Percent of error statistics due to largest residuals for Fit Model and Discover Key Predictors with TreeNet® Regression

Note

This command is available with the Predictive Analytics Module. Click here for more information about how to activate the module.

Use the percent of error statistics to examine the amount of error in the model fits from the worst fits. When the analysis uses a validation technique, you can also compare the statistics of the model for the training and test data.

Each row of the table shows the error statistics for the given percentage of residuals. The percent of the Mean Squared Error (MSE) that comes from the largest residuals is usually higher than the percent for the other two statistics. MSE uses the squares of the errors in the calculations, so the most extreme observations typically have the greatest influence on the statistic. Large differences between the percent of error for MSE and the other two measures can indicate that the model is more sensitive to the selection of splitting the nodes with least squared error or least absolute deviation.

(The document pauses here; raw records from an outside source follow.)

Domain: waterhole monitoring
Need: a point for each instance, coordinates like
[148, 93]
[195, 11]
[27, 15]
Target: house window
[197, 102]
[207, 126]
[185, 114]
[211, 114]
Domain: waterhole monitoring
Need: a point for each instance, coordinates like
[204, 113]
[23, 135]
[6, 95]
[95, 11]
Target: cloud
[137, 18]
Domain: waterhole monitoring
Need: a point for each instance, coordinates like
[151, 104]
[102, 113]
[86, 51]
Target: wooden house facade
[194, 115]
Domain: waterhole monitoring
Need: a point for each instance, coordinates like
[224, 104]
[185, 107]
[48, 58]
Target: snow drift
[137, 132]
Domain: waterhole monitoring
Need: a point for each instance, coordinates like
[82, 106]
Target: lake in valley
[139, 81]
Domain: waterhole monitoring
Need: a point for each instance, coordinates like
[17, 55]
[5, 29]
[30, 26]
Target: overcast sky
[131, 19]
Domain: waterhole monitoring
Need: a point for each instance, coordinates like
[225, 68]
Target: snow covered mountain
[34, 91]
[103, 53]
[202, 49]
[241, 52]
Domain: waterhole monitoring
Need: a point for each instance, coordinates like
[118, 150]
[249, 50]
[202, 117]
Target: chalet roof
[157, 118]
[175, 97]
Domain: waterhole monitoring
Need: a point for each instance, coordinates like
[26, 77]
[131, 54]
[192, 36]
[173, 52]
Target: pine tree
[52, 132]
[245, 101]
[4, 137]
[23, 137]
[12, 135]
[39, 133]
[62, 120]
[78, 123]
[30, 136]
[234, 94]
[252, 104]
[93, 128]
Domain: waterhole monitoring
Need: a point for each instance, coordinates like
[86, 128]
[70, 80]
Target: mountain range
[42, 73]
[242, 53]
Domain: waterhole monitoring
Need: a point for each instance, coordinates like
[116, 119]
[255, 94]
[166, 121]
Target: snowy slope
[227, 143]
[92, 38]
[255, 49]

When you use a validation technique, Minitab calculates separate statistics for the training data and for the test data. You can compare the statistics to examine the relative performance of the model on the training data and on new data. The test statistics are usually a better measure of how the model will perform for new data.

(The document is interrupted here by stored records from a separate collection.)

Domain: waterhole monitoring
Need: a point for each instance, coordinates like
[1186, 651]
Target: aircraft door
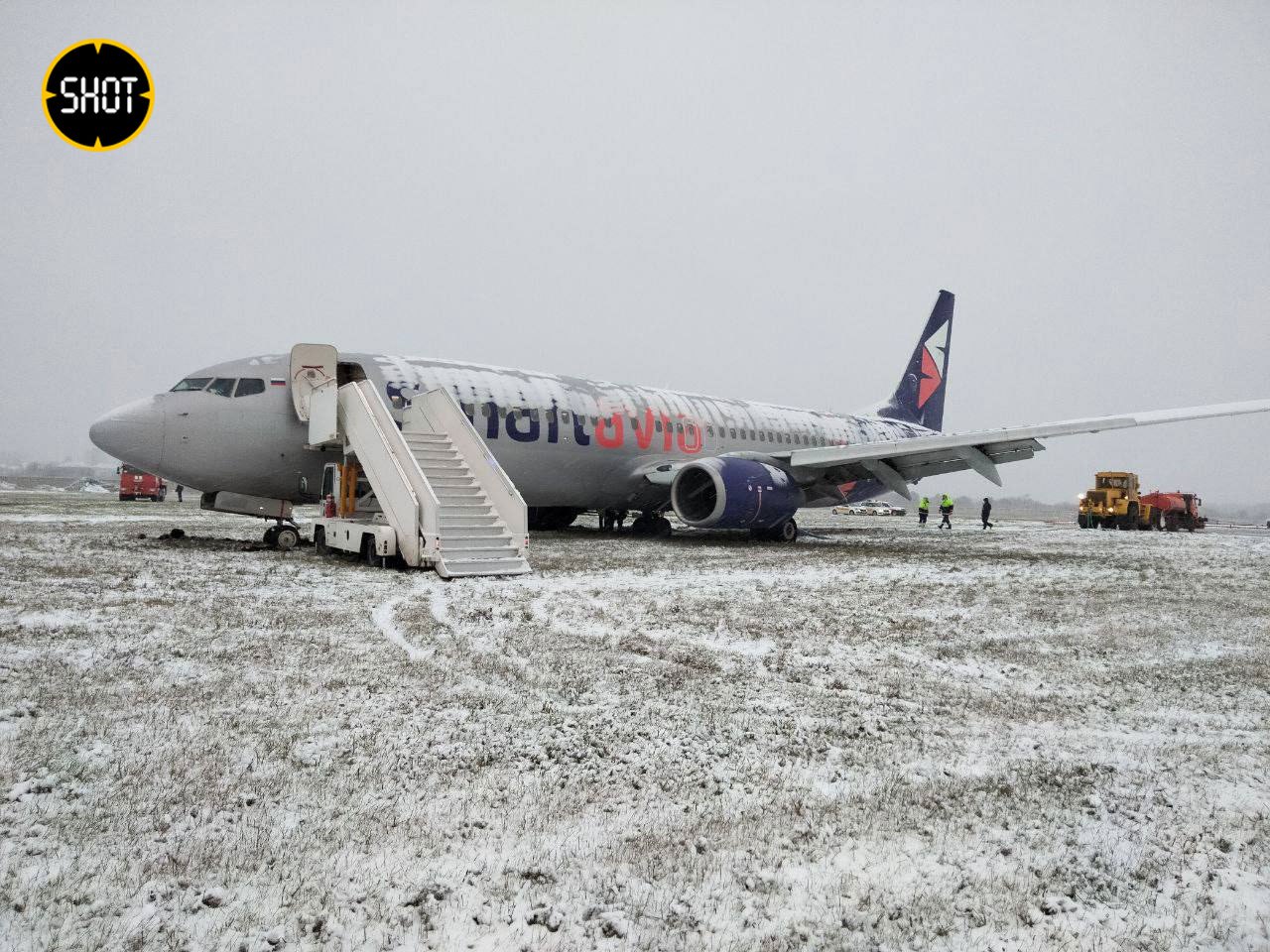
[312, 366]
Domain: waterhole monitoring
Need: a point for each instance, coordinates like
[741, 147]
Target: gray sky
[744, 199]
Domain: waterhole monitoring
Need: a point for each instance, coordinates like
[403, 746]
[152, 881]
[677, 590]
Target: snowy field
[879, 738]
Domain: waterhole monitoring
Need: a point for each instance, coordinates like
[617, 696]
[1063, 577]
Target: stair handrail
[503, 494]
[425, 506]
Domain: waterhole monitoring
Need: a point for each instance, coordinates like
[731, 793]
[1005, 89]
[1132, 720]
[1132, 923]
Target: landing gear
[784, 531]
[652, 525]
[552, 518]
[282, 536]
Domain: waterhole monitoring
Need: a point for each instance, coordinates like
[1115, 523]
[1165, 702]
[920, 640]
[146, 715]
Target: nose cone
[132, 433]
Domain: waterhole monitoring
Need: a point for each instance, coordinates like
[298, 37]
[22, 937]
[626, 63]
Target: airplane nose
[132, 433]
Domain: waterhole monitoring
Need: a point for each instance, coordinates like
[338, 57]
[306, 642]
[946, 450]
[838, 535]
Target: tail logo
[931, 379]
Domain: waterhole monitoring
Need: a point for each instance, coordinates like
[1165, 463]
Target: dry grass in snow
[880, 738]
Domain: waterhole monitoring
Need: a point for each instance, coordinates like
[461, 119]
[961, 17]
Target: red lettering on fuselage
[606, 438]
[644, 430]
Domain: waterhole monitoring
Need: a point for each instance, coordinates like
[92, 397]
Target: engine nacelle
[731, 493]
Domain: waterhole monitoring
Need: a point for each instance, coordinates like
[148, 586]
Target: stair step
[494, 551]
[449, 531]
[465, 543]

A possible pattern is that a small percentage of the residuals account for a large portion of the error in the data. For example, in the following table, the total size of the data set is about 4400. From the perspective of the MSE, that indicates that 1% of the data account for about 13% of the error. In such a case, the 31 cases that contribute most of the error to the model can represent the most natural opportunity to improve the model. Finding a way to improve the fits for those cases leads to a relatively large increase in the overall performance of the model.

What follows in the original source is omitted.